Western blot analysis
Cell lysates were prepared in 20 mM Tris-HCl, pH 7.2, containing 8 M urea, 140 mM β-Me, 0.1% SDS, and 20 mM EDTA, separated by 12% SDS-PAGE and elettroblotted onto nitrocellulose membranes (Schleicher & Schuell; Castellani et al., 1996). Immunoblotting was performed with mouse monoclonal antibodies against either c-myc (9E10; Santa Cruz Biotechnology, Inc.) or p27Kip1 (K25020; Transduction Laboratories) or α-tubulin (Ab1; Oncogene Science) or anti-REN polyclonal antibody; HRP-conjugated secondary Abs, anti–rabbit IgG and anti–mouse IgG (Santa Cruz Biotechnology, Inc.) were used and immunoreactive bands visualized by enhanced chemiluminescence (Pierce Chemical Co.).
Cell proliferation assay
Cell proliferation was evaluated by BrdU labeling and detection assay (Boehringer Mannheim GmbH), 24 h after transfection with test plasmids. The cells were fixed after BrdU incorporation and permeabilized as described above. After the primary and secondary labeling with anti-GFP or anti-Myc, cells were refixed for 10 min with 4% paraformaldehyde in PBS at room temperature, treated for 10 min with HCl 2N to denature DNA, and BrdU detection was performed according to the manufacturer's instructions.
RNA in situ hybridization
Embryos were prepared for whole-mount in situ hybridization as previously described (Tajbakhsh et al., 1998), modified with 16-h washes after antibody incubation. mRNA transcripts were detected using Digoxigenin-labeled 780-bp riboprobes containing 400 bp of the 3′ coding region and 400 bp of 3′ UTR of cDNA subcloned into pBluescript SK (Stratagene) and synthetized using T3 or T7 polymerases. The probe used revealed reproducible hybridization patterns when in antisense orientation and no signal in the sense orientation (unpublished data). Photographs of whole-mount stained embryos were taken with a Leica MZ8 stereomicroscope using color reversal films (Ektachrome 64T). Stained embryos were embedded in 7% gelatin/15% sucrose and 30-μm cryostate sections were cut. In situ hybridization of post-embedded sections using the above described 35S-labeled REN probe was performed as described (Gulisano et al.,1996).
Acknowledgments
We thank Dr G. Franzoso for critical reading of the manuscript, Drs. E.D. Adamson, E. Cattaneo, and D. Turner for providing reagents, and C. Pardini and M. Zani for technical assistance.

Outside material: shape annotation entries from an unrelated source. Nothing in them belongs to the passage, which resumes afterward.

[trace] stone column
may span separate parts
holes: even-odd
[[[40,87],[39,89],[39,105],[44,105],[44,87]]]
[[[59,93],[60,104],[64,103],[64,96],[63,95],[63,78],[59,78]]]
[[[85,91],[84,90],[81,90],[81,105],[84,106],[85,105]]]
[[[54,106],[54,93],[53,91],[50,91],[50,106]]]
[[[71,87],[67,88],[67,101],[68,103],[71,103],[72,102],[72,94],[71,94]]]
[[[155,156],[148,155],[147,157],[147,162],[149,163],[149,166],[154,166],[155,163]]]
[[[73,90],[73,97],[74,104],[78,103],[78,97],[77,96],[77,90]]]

This work was partially supported by grants from the Associazione Italiana per la Ricerca sul Cancro, the National Research Council, “Oncology” Projects, the Ministry of University and Research, the Ministry of Health, MURST-CNR “Biomolecole per la Salute Umana” Program, and Associazione Italiana per la Lotta al Neuroblastoma.
R. Gallo and F. Zazzeroni contributed equally to this work.
Footnotes
Abbreviations used in this paper: BrdU, bromodeoxyuridine; CNS, central nervous system; DER, Drosophila EGF receptor; EGF-R, EGF receptor; ES, embryonal stem; ngn, neurogenin; PNS, peripheral nervous system; RA, retinoic acid.